海街Diary


 弾丸海外出張から帰国すると、やはりほっとする。今回は出張先のロンドンで、パリで起きたテロ事件をTVニュースで知った。英語の字幕と英語の解説は半分か、それ以下しか理解できず心許無い。心細さを誘われる。実際にはロンドンからの帰国にテロ事件の影響は皆無だったが、帰国をすると、何度も海外出張に行っていても、いつでもほっとするものだ。ロンドンの土曜にはずっと冷たい雨が降っていた。
 海外でも国内でも、羽田に戻ったときには京急リムジンで藤沢まで乗るのが好きだ。電車を乗り継いで帰るよりも運賃は高いし時間もかかるが、それでもリムジンバスの進行方向を向いた左側の席に座り、ぼんやりと外を眺める時間を過ごしたくてバスを選ぶ。
 今日のように暮れ時に、鶴見つばさ橋や横浜ベイブリッジから、湾に停泊している船と淡いピンク色の混じった空が作る風景を見ると、帰国の安心もあってか優しい気持ちになる。

 飛行機の中で是枝監督の映画「海街Diary」を鑑賞する。
http://umimachi.gaga.ne.jp/
 鎌倉が舞台の映画で、ロケ地のほとんどがどこだか判る。
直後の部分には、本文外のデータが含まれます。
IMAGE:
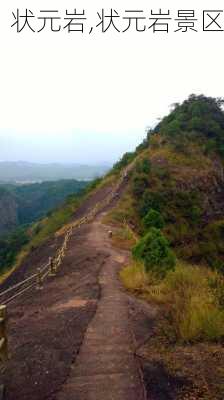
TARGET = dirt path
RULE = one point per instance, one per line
(74, 339)
(106, 367)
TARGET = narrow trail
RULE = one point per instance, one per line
(106, 367)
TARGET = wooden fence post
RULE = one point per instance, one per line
(52, 267)
(39, 279)
(3, 334)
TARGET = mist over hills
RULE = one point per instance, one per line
(26, 172)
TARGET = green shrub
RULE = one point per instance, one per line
(153, 249)
(193, 311)
(143, 166)
(153, 219)
(155, 200)
(140, 183)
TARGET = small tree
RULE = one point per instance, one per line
(153, 219)
(153, 249)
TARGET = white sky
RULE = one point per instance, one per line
(68, 97)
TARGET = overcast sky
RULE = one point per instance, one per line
(88, 98)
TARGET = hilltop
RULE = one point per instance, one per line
(179, 174)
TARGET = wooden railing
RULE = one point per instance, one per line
(51, 268)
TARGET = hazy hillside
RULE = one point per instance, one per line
(25, 204)
(25, 172)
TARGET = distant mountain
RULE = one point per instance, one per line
(26, 172)
(24, 204)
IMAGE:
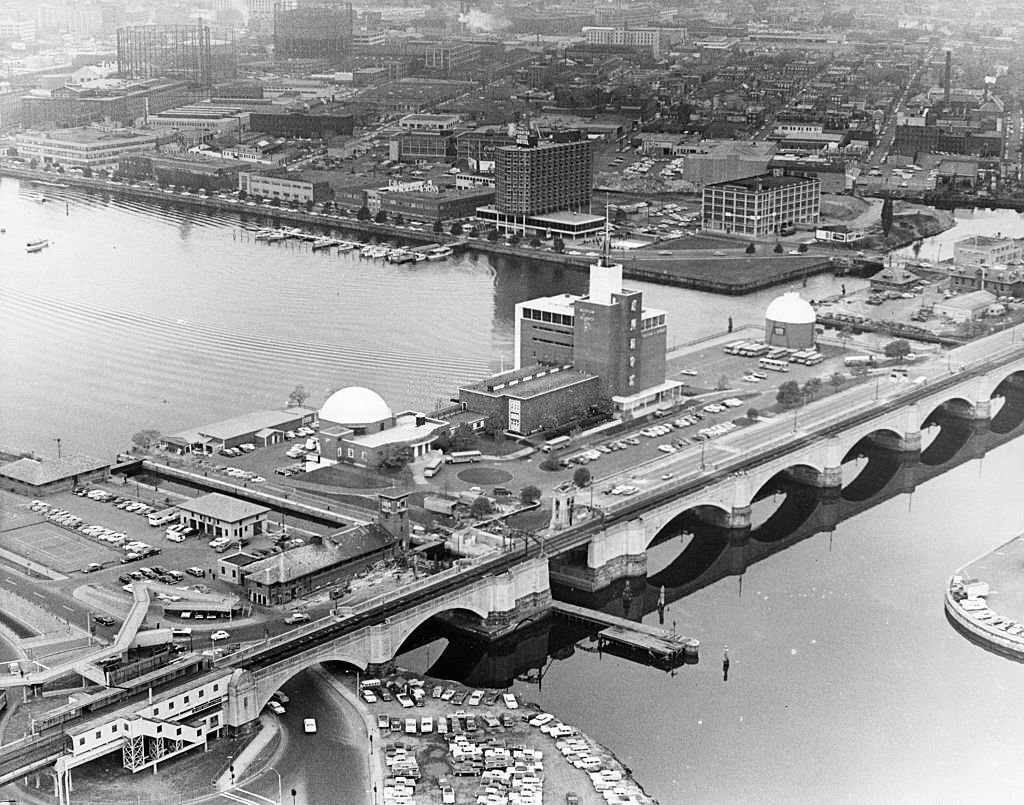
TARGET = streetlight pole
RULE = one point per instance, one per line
(281, 793)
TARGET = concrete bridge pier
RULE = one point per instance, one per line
(617, 552)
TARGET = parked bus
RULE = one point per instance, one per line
(464, 456)
(560, 442)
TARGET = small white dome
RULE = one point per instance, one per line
(790, 308)
(354, 406)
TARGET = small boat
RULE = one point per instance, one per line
(439, 253)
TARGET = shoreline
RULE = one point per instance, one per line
(692, 269)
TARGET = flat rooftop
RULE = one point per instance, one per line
(222, 507)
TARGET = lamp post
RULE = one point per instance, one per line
(281, 795)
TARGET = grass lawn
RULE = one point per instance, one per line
(353, 477)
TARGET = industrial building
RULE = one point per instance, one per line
(761, 206)
(196, 54)
(312, 32)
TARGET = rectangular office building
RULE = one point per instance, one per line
(761, 206)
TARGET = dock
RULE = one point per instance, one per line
(658, 643)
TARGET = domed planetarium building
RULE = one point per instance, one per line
(790, 322)
(356, 426)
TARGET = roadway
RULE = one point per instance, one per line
(696, 465)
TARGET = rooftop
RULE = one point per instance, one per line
(344, 546)
(37, 473)
(222, 507)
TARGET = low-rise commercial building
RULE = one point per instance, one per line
(221, 515)
(282, 578)
(283, 185)
(37, 478)
(259, 427)
(82, 147)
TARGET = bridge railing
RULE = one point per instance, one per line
(861, 403)
(342, 612)
(313, 653)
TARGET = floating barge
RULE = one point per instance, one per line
(660, 645)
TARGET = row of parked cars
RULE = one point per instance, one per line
(134, 549)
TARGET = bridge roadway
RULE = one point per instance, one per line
(697, 466)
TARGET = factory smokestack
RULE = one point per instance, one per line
(945, 85)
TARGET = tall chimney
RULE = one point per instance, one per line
(945, 91)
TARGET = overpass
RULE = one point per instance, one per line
(718, 481)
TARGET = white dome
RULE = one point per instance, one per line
(790, 308)
(354, 406)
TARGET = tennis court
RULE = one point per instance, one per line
(54, 547)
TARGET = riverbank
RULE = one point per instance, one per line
(692, 268)
(984, 600)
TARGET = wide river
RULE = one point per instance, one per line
(846, 684)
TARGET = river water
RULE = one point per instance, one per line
(846, 683)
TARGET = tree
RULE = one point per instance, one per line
(480, 508)
(463, 438)
(898, 349)
(144, 439)
(298, 396)
(812, 387)
(887, 216)
(788, 394)
(395, 457)
(529, 494)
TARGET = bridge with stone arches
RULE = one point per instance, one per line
(493, 605)
(810, 450)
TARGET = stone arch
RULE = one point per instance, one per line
(1011, 413)
(665, 519)
(414, 622)
(266, 685)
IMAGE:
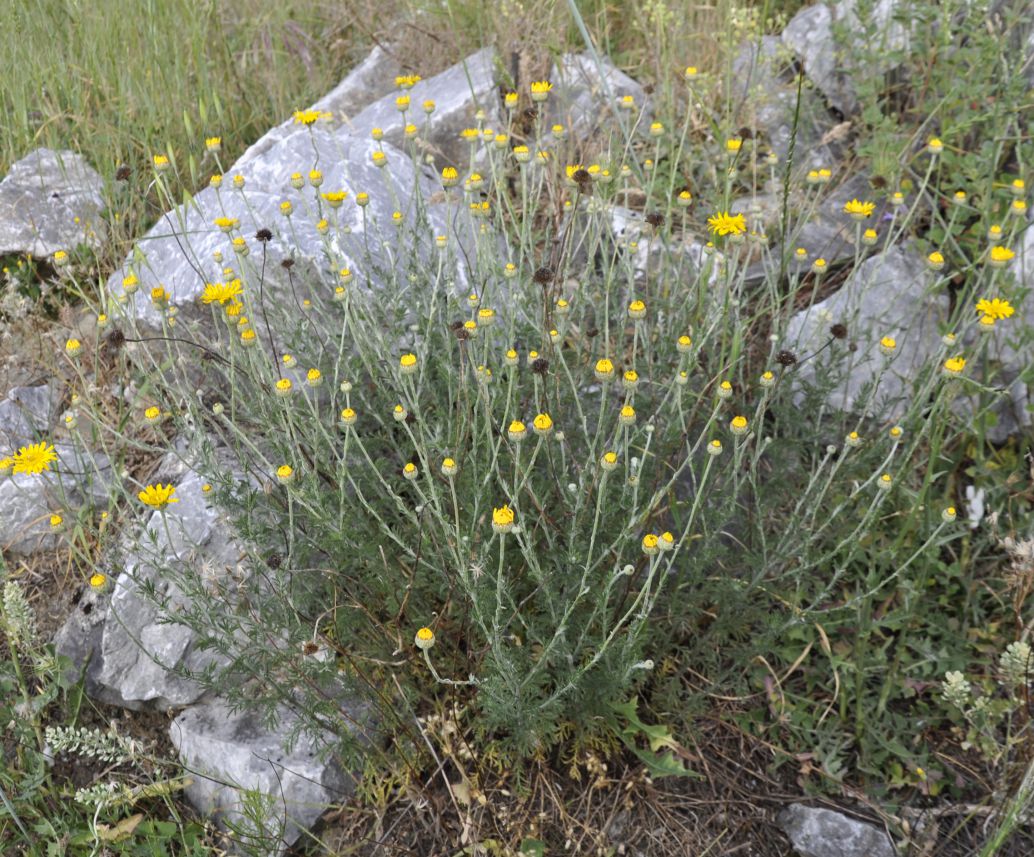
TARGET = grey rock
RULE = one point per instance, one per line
(25, 411)
(225, 752)
(50, 202)
(818, 832)
(828, 234)
(826, 36)
(585, 95)
(371, 80)
(178, 251)
(887, 295)
(459, 94)
(763, 71)
(144, 657)
(681, 262)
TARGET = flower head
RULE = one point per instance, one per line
(157, 496)
(220, 292)
(725, 223)
(310, 117)
(540, 90)
(503, 519)
(859, 210)
(424, 639)
(34, 459)
(996, 308)
(999, 255)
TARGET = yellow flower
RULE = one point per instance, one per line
(310, 117)
(858, 210)
(221, 292)
(1000, 255)
(540, 90)
(725, 223)
(996, 308)
(503, 519)
(157, 496)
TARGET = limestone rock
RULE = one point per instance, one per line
(372, 79)
(50, 202)
(767, 103)
(887, 295)
(826, 36)
(224, 752)
(818, 832)
(134, 655)
(178, 251)
(459, 93)
(25, 411)
(585, 95)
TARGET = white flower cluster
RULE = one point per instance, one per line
(17, 617)
(956, 690)
(105, 746)
(103, 794)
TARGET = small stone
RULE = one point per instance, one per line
(818, 832)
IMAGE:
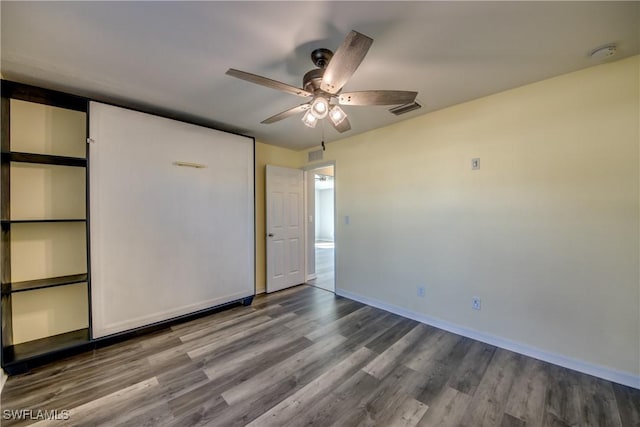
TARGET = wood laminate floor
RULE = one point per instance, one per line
(304, 356)
(325, 269)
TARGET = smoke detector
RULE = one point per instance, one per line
(603, 52)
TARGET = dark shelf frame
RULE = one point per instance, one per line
(39, 221)
(21, 353)
(49, 282)
(18, 358)
(21, 358)
(44, 159)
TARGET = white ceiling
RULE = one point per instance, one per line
(173, 55)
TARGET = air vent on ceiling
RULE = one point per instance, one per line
(315, 155)
(403, 109)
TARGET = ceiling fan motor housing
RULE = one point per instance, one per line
(321, 57)
(312, 79)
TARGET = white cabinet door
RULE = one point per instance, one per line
(285, 230)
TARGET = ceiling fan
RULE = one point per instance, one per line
(324, 85)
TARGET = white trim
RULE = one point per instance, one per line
(603, 372)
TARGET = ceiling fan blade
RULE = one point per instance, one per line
(343, 126)
(273, 84)
(377, 97)
(345, 61)
(288, 113)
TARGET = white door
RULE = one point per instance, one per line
(285, 231)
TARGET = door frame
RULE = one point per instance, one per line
(310, 243)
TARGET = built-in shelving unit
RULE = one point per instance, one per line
(43, 250)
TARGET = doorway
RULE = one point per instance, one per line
(321, 235)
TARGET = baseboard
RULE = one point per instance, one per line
(609, 374)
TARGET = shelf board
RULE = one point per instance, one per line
(36, 221)
(50, 282)
(21, 352)
(46, 159)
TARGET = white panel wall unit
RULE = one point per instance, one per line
(172, 218)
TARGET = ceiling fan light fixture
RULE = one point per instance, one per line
(337, 115)
(320, 107)
(309, 119)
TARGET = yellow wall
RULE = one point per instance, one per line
(546, 233)
(268, 155)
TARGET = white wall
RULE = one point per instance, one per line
(324, 214)
(546, 232)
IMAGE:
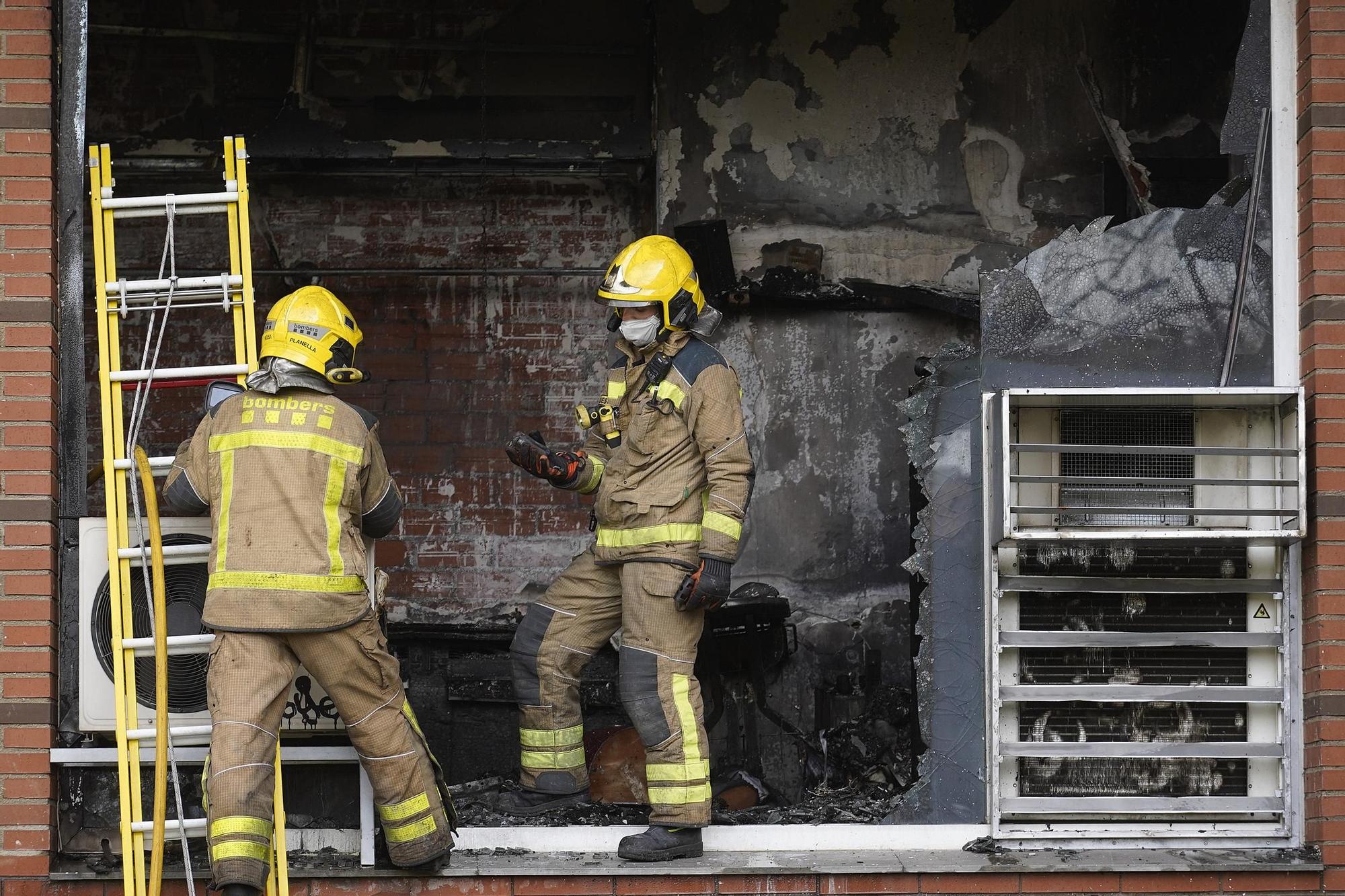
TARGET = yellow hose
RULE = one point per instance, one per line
(157, 555)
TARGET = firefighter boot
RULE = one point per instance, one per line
(531, 802)
(239, 889)
(661, 842)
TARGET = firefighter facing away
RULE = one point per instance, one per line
(293, 478)
(668, 459)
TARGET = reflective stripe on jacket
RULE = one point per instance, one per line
(679, 485)
(291, 481)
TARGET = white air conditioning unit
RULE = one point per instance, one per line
(1143, 627)
(307, 710)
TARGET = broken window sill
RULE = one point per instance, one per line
(482, 862)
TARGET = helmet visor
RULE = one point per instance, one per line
(630, 303)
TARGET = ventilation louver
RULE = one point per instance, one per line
(1141, 655)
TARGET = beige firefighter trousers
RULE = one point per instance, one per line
(248, 685)
(563, 631)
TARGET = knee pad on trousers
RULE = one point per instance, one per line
(524, 650)
(641, 694)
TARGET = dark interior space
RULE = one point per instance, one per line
(462, 175)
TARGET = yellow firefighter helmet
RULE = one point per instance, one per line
(314, 329)
(654, 271)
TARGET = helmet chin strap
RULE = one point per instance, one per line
(346, 376)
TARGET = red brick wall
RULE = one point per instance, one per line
(28, 436)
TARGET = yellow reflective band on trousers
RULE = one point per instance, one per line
(648, 534)
(406, 809)
(691, 751)
(669, 391)
(332, 513)
(227, 498)
(301, 440)
(411, 831)
(683, 772)
(680, 795)
(240, 849)
(541, 737)
(723, 524)
(236, 825)
(289, 581)
(564, 759)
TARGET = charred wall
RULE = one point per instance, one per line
(462, 175)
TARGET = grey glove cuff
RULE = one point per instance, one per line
(718, 568)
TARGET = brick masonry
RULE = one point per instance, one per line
(485, 338)
(28, 438)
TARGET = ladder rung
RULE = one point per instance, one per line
(194, 826)
(181, 201)
(159, 464)
(178, 645)
(184, 283)
(174, 732)
(162, 213)
(178, 373)
(170, 551)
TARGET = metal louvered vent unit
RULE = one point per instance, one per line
(1149, 463)
(1143, 612)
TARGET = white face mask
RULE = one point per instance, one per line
(641, 333)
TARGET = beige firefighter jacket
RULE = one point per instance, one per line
(293, 482)
(679, 485)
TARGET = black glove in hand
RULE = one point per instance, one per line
(558, 466)
(707, 588)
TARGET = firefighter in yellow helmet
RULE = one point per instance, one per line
(668, 459)
(293, 478)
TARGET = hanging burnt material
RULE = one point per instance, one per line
(1143, 304)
それもまた面白い。
 是枝作品にしては、実際には起きるだろうのっぴきならないようなところ、もっとあるはずのどろどろとした人間模様のようなところ、そう言う場面を具体的に描くことをあえて意識的に外して、ほのめかしていく。ほのめかされた物語を忘れずに、それを層にして見失わずに見切れるかどうかを試されているような映画。小さな哀しみが集まっているのに、総じるとそれが暖かさに変わる。不思議な作り・・・いや、そういうのが暮らしと言うことなのかな。直面しているときには一つ一つがのっぴきならなくても、過ぎてしまったのっぴきならなかったことが集まると、それが懐かしさや暖かさに変容する。